Quinta-feira, 26 de maio de 2022

Quinta-feira, 26 de maio de 2022

Voltar Dólar cai e fecha cotado a 4 reais e 61 centavos, o segundo menor valor em 2 anos

O dólar fechou em queda de 1,03%, cotado a R$ 4,6194, nesta quarta-feira (20), véspera de feriado. Esse foi o segundo menor valor da moeda em dois anos. A queda percentual também foi a mais intensa desde 4 de abril, quando a cotação recuou 1,27%.

O dólar liderou os ganhos entre as principais divisas emergentes, beneficiada por fluxos em busca de retorno mais alto e com risco controlado.
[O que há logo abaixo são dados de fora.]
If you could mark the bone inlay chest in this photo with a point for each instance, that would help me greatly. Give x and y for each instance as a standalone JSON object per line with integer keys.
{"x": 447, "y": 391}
Com o resultado, a moeda passou a acumular baixa de 2,94% na parcial do mês. No ano, tem queda de 17,14% frente ao real.

Mercados

No exterior, os mercados seguem pautados pelas renovadas apostas de juros mais altos nos Estados Unidos, em meio à inflação em disparada e de um menor crescimento da economia global.
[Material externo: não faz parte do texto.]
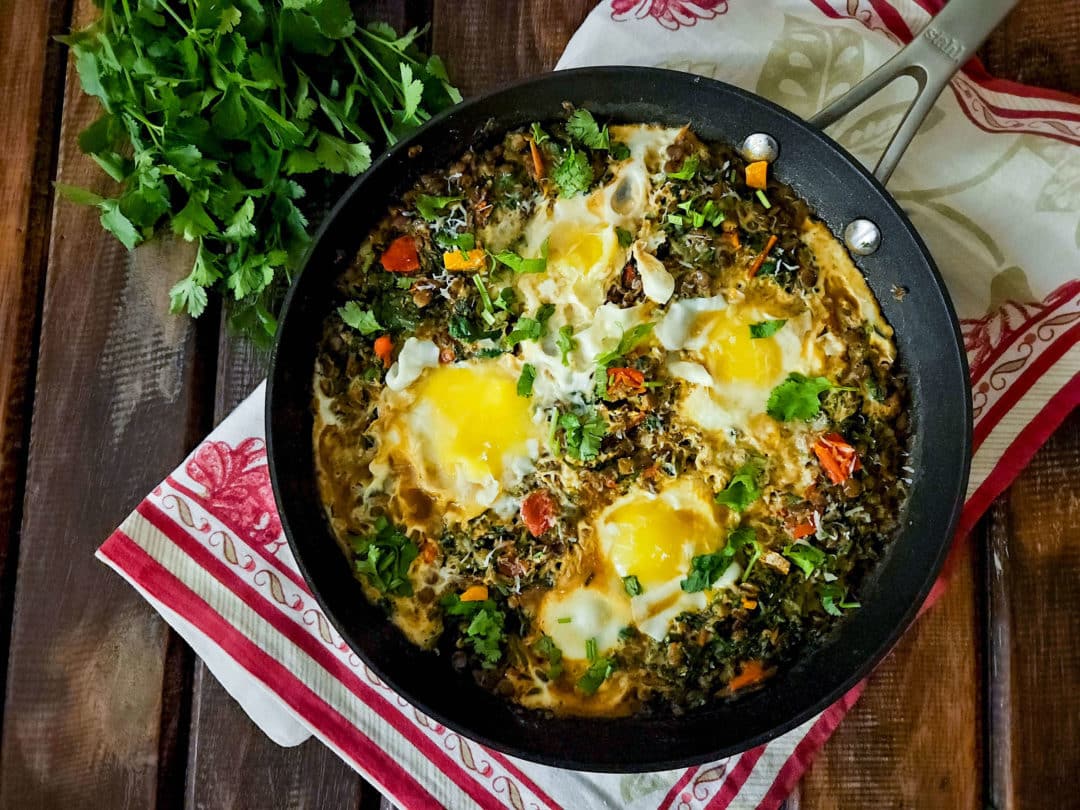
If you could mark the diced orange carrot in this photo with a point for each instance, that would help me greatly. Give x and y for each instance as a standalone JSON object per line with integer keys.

“O conflito russo-ucraniano continua a se arrastar, dificultando uma descompressão mais consistente dos preços do petróleo e de diversas outras commodities industriais e agrícolas”, destacou a LCA Consultores, avaliando como significativa a probabilidade de um aperto monetário maior e mais rápido nas principais economias.

No campo doméstico, o cenário fiscal voltou para os holofotes, com as discussões sobre o modelo de reajuste para o funcionalismo afetando os negócios. Diante da pressão de algumas carreiras após insatisfação com o reajuste proposto de 5%, o Executivo sinalizou a possibilidade de novas mudanças em sua proposta.

Os investidores seguem de olho também nos próximos passos do Banco Central, depois que o resultado de março do IPCA veio acima do esperado e colocou em xeque a perspectiva de encerramento do ciclo de aperto monetário em maio, aumentando as apostas de que a taxa básica de juros (Selic) poderá ser elevada em 2022 para além de 13% ao ano.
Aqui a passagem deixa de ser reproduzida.